Sunday, August 19, 2012

Competition in dancing

A friend of mine got upset after a recent dancing competition in which he or she failed to finish in the top three. (Lower placings are not announced on the night.)

I left this comment on his or her blog, which was well received, and as I find the topic interesting I reproduce it here along with an except of the original post.


Original post (excerpted):
When you're being judged, regardless of result, its really hard, excruciatingly hard not to take things personally. So, ultimately in a creative space, being judged is large a contradiction. How do you NOT take things personally? I'm guessing that you need to have enough self resolve, enough worthy self esteem and enough perspective that conditions and subjectivity explains the judgement.
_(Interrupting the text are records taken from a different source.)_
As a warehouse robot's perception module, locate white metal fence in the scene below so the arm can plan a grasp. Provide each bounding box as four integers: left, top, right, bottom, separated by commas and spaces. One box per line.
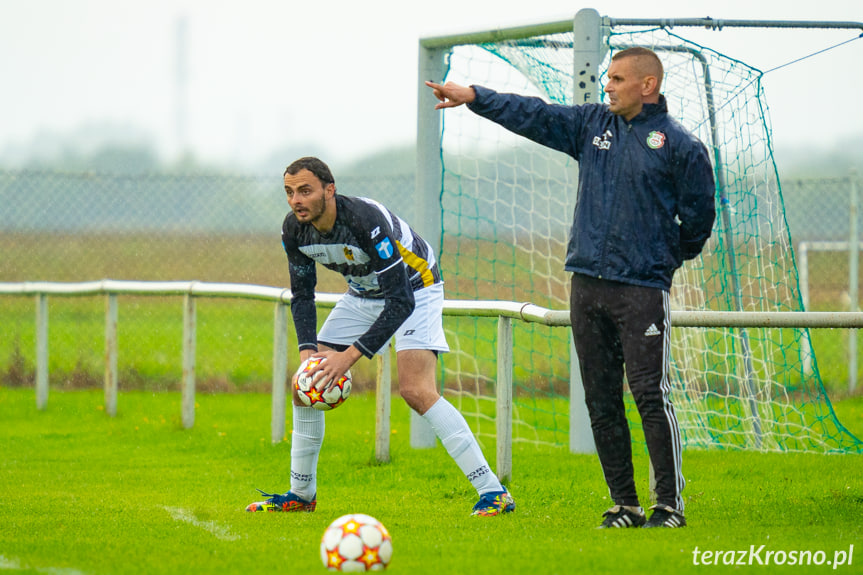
5, 280, 863, 479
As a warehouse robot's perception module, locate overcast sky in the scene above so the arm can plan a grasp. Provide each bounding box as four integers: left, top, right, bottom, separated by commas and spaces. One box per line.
0, 0, 863, 170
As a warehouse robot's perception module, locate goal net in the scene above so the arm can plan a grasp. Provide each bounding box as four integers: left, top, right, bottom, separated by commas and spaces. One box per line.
430, 21, 861, 452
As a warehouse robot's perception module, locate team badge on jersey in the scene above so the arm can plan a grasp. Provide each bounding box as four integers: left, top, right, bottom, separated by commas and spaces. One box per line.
375, 238, 393, 260
647, 130, 665, 150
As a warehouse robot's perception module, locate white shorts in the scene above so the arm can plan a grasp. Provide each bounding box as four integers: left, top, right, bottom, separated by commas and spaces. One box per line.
318, 284, 449, 354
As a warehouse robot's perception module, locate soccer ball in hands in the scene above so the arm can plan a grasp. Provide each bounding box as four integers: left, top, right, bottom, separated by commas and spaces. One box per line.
293, 357, 351, 411
321, 513, 393, 572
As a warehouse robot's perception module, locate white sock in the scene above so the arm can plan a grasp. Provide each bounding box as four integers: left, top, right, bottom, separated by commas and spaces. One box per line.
423, 397, 503, 495
291, 405, 324, 501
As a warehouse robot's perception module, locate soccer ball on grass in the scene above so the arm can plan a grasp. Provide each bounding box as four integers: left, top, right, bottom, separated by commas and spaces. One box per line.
293, 357, 351, 411
321, 513, 393, 572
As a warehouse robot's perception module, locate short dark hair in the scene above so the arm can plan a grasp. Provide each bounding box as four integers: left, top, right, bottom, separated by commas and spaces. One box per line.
611, 46, 665, 85
282, 156, 336, 186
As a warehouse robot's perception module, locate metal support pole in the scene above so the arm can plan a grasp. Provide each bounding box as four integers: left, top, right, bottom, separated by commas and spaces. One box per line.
411, 37, 449, 448
848, 170, 860, 393
104, 294, 118, 417
270, 302, 289, 443
36, 293, 48, 409
495, 316, 513, 483
375, 344, 392, 463
569, 8, 607, 453
181, 293, 197, 429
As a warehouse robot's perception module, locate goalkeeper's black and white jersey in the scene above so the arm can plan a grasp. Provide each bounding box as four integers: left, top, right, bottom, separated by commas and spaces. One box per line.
282, 198, 441, 357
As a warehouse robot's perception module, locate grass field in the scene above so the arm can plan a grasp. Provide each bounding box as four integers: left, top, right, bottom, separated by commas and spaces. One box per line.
0, 387, 863, 575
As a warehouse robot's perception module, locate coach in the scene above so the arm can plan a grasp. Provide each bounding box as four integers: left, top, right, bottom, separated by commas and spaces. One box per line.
426, 48, 716, 527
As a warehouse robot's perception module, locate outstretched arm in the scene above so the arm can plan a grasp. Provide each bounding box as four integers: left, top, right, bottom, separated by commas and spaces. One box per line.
426, 81, 476, 110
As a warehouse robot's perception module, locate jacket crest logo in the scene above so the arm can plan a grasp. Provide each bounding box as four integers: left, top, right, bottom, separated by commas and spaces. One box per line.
593, 130, 612, 150
375, 238, 393, 260
647, 130, 665, 150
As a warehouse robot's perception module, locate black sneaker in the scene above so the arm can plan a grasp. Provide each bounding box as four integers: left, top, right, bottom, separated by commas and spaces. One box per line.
599, 505, 645, 529
644, 505, 686, 529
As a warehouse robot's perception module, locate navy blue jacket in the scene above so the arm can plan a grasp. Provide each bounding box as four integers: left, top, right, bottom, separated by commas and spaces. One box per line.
468, 86, 716, 291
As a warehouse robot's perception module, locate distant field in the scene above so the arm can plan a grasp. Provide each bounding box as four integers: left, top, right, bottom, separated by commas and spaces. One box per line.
0, 233, 863, 397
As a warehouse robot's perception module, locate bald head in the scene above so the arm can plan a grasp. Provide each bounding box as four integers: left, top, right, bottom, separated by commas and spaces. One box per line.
611, 46, 664, 95
603, 48, 662, 122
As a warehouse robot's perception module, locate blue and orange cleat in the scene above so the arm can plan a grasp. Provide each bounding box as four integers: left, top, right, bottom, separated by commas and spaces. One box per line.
246, 489, 318, 513
471, 487, 515, 517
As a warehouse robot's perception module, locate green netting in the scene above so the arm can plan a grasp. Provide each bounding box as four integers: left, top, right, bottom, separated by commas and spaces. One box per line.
441, 23, 863, 452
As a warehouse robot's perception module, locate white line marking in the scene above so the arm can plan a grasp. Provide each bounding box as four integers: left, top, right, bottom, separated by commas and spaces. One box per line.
164, 507, 240, 541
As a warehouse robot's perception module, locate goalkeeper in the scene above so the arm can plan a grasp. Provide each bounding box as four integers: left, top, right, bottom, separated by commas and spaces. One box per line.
426, 48, 716, 527
246, 157, 515, 517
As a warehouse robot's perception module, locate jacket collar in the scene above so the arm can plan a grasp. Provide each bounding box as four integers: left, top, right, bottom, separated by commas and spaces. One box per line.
630, 94, 668, 123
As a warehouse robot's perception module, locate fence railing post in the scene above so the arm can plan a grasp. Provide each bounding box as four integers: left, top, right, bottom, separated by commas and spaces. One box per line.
495, 316, 513, 482
375, 344, 392, 463
105, 294, 118, 417
181, 293, 197, 429
36, 293, 48, 409
270, 302, 288, 443
848, 170, 860, 393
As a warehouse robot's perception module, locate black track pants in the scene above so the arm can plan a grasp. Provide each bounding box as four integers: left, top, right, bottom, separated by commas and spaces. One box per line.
570, 274, 685, 511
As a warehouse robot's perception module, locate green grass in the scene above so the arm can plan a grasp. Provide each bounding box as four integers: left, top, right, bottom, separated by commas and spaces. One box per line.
0, 388, 863, 575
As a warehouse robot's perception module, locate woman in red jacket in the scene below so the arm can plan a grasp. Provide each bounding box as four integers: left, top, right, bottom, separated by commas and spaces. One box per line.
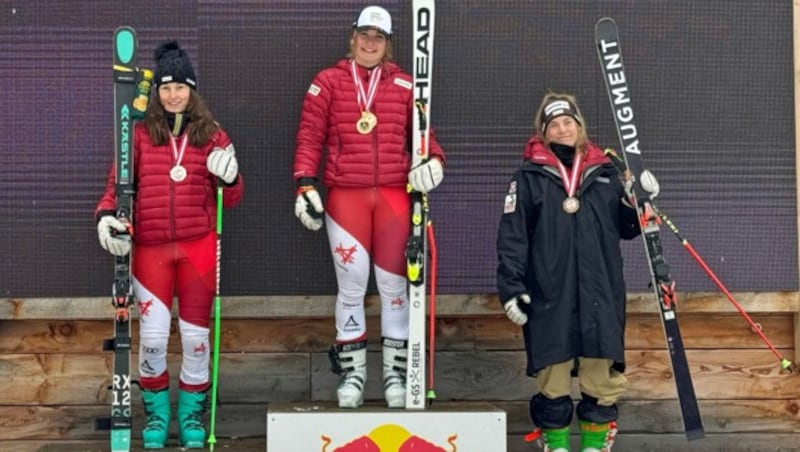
95, 41, 244, 449
294, 6, 444, 408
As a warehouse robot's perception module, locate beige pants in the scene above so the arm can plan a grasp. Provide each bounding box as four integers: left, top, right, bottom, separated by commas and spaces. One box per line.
536, 358, 628, 406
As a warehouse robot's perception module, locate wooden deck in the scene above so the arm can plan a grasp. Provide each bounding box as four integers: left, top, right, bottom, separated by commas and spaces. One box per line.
0, 292, 800, 452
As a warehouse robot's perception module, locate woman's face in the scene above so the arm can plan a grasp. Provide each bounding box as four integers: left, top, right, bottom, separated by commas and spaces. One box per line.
158, 82, 192, 113
351, 30, 386, 68
544, 115, 580, 147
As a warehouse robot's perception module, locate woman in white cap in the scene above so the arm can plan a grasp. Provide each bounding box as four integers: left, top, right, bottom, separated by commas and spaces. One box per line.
293, 6, 444, 408
95, 41, 244, 449
497, 93, 658, 452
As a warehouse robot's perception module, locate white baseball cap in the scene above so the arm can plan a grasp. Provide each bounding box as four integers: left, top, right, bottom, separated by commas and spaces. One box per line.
353, 6, 392, 36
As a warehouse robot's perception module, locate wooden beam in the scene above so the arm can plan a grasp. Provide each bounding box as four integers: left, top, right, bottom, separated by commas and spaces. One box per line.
0, 292, 800, 321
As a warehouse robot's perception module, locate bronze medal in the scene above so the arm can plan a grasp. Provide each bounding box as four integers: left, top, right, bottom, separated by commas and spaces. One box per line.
561, 196, 581, 215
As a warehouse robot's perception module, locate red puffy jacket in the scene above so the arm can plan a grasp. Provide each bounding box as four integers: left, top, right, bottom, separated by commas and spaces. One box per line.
294, 59, 444, 188
95, 123, 244, 245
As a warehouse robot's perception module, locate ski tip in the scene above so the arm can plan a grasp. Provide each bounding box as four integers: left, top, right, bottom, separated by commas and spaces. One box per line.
594, 17, 617, 35
597, 16, 617, 25
686, 427, 706, 441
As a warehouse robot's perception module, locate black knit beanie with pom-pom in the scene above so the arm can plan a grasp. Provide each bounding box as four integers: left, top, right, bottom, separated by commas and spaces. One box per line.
153, 41, 197, 89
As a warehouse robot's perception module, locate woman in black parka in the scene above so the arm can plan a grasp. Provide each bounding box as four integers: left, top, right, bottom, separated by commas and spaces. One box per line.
497, 93, 658, 451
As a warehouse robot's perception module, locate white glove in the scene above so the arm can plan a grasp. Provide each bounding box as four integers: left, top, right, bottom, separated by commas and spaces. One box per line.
639, 170, 661, 200
294, 185, 325, 231
503, 293, 531, 326
408, 157, 444, 193
624, 170, 661, 207
97, 215, 131, 256
206, 144, 239, 184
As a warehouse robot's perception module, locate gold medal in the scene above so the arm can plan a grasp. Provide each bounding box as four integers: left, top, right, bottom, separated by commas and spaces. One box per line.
356, 111, 378, 135
561, 196, 581, 215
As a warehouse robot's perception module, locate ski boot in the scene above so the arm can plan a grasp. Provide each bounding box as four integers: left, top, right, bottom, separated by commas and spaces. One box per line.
328, 339, 367, 408
578, 420, 617, 452
383, 337, 408, 408
178, 389, 207, 449
142, 388, 170, 449
525, 426, 569, 452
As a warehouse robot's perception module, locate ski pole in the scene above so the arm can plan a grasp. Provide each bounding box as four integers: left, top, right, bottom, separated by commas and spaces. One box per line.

If I don't have a goal, then I'm just messing around. And in this creative field, there certainly is space for faffing about. But my goal was to achieve. To be validated. Which is unfortunate because the nature of competition is to be validated by others. I certainly feel like I got the skills, but do others? Do my peers think the same? They can SAY I got the skills but in my book, it needs to translate. You are good and here is the evidence. Without my goals, I am merely faffing. I don't wanna faff. I wanna succeed. And if I faff about then in an amazingly absolute statement, I don't wanna be a part of it.
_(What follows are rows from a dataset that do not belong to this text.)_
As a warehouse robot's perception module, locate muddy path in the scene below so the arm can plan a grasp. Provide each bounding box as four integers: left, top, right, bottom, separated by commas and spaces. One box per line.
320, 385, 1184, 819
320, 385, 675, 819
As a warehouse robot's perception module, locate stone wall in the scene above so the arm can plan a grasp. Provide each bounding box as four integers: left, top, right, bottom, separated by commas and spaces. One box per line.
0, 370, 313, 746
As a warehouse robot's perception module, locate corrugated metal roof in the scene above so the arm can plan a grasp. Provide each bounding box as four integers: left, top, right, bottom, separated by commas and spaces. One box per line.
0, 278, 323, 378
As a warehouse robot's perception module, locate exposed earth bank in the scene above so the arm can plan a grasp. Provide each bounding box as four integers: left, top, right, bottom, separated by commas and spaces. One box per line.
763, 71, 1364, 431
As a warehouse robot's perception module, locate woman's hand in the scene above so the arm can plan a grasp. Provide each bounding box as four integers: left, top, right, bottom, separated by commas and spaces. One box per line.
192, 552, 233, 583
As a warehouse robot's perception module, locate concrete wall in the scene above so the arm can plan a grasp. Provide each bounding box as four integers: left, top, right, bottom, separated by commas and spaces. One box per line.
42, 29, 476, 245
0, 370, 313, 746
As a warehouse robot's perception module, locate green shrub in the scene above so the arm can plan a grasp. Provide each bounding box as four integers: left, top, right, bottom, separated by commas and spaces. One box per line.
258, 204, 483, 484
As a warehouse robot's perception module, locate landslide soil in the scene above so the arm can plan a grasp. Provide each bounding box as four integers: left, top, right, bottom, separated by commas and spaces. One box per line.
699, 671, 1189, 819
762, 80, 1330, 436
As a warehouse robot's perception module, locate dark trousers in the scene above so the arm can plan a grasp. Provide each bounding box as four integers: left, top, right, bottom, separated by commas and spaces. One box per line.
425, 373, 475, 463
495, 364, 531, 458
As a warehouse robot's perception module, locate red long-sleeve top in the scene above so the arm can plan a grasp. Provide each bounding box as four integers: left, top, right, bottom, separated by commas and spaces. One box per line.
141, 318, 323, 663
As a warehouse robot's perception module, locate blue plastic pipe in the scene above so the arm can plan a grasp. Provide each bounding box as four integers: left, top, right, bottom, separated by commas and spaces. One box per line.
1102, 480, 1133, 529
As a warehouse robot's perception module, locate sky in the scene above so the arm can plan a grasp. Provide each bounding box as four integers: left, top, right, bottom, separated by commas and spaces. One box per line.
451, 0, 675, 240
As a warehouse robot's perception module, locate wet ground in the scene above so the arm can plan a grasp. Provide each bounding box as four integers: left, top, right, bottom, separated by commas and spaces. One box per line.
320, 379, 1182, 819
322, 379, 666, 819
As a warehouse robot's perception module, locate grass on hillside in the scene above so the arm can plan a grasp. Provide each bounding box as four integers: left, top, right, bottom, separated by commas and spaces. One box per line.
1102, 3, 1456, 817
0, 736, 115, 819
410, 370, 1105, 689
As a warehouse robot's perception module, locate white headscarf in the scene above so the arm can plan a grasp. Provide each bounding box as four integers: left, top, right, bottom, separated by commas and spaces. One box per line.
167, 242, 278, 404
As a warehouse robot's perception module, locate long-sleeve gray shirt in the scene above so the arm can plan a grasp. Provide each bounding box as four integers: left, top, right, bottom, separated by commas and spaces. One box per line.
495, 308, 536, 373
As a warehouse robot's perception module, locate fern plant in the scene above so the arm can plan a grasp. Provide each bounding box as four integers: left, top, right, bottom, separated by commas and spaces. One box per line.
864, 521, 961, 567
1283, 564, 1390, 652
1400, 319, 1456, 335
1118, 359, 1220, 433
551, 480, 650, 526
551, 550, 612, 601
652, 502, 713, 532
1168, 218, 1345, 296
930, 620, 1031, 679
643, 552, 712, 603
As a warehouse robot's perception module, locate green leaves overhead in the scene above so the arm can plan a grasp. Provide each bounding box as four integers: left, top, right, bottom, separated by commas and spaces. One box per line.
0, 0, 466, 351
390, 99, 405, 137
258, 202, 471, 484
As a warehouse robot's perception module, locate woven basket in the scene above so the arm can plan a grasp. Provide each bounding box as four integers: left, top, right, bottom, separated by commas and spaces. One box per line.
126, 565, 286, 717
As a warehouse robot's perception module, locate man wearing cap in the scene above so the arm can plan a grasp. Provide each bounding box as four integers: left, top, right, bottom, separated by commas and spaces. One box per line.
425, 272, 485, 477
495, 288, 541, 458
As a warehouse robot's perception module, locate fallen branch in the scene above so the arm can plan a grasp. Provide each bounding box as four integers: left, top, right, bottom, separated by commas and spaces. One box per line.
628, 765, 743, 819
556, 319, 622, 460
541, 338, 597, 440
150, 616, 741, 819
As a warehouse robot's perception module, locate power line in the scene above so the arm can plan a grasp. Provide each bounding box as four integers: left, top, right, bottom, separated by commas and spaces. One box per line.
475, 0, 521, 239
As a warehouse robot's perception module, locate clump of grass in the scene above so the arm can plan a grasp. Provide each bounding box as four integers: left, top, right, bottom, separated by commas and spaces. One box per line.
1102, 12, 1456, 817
There seems to be too much out of my control. There are those who have so much natural talent, effort and time to continue to win and get the box ticked in their favour. Its an equation of variables. Sometimes, you don't have what it takes to win.

So: you competed, and expected validation in the form of a placing; it was not forthcoming. You feel rejected. But what have you failed at?
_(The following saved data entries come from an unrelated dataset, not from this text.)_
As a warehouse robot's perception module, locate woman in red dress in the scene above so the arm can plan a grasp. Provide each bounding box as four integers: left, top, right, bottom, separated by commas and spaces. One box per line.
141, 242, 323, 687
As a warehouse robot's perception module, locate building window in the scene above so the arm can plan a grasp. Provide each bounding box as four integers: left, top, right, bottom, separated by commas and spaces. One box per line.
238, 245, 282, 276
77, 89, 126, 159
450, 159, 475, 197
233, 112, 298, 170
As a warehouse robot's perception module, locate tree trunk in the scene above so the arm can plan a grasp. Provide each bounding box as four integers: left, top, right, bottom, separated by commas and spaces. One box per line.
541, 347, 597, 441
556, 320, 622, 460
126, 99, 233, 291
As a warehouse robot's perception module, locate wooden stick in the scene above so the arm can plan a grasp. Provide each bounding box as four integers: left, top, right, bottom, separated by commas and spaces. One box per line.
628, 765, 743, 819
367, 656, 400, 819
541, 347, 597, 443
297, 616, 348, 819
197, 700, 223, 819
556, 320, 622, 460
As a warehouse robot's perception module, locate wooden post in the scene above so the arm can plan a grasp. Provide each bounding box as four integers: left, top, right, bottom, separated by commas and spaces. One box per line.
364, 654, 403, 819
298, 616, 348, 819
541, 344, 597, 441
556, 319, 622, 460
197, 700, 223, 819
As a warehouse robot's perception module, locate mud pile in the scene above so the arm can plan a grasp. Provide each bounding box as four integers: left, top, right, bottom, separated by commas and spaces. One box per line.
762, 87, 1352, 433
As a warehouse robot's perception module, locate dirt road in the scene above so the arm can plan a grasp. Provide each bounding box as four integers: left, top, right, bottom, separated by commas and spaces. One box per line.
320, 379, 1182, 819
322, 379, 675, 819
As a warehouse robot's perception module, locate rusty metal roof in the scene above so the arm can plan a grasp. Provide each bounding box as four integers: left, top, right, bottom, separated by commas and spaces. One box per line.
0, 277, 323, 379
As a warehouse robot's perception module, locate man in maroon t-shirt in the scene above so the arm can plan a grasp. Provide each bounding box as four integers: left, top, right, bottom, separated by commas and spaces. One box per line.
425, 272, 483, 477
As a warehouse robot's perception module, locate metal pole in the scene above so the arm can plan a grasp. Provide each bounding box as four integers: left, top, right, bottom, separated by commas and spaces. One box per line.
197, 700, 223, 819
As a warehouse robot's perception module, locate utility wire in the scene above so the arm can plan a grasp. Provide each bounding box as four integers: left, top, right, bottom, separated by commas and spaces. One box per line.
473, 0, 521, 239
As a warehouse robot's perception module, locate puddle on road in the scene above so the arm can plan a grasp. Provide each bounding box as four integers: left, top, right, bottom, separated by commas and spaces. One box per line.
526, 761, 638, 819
You have failed at only one thing: convincing the judges that you were one of the three leads who best demonstrated mastery of the criteria by which the event you danced in was assessed.

Succeeding at this task would not have made you "good at dancing". While it is true that it's practically impossible to win a dance event and not be "good at dancing" – which is why it works so well as a validator – it's eminently possible to be "good at (almost all) dancing" and suck at competing. So while I recognise the attraction of competition, I think you should be clear about what role it plays in your dancing.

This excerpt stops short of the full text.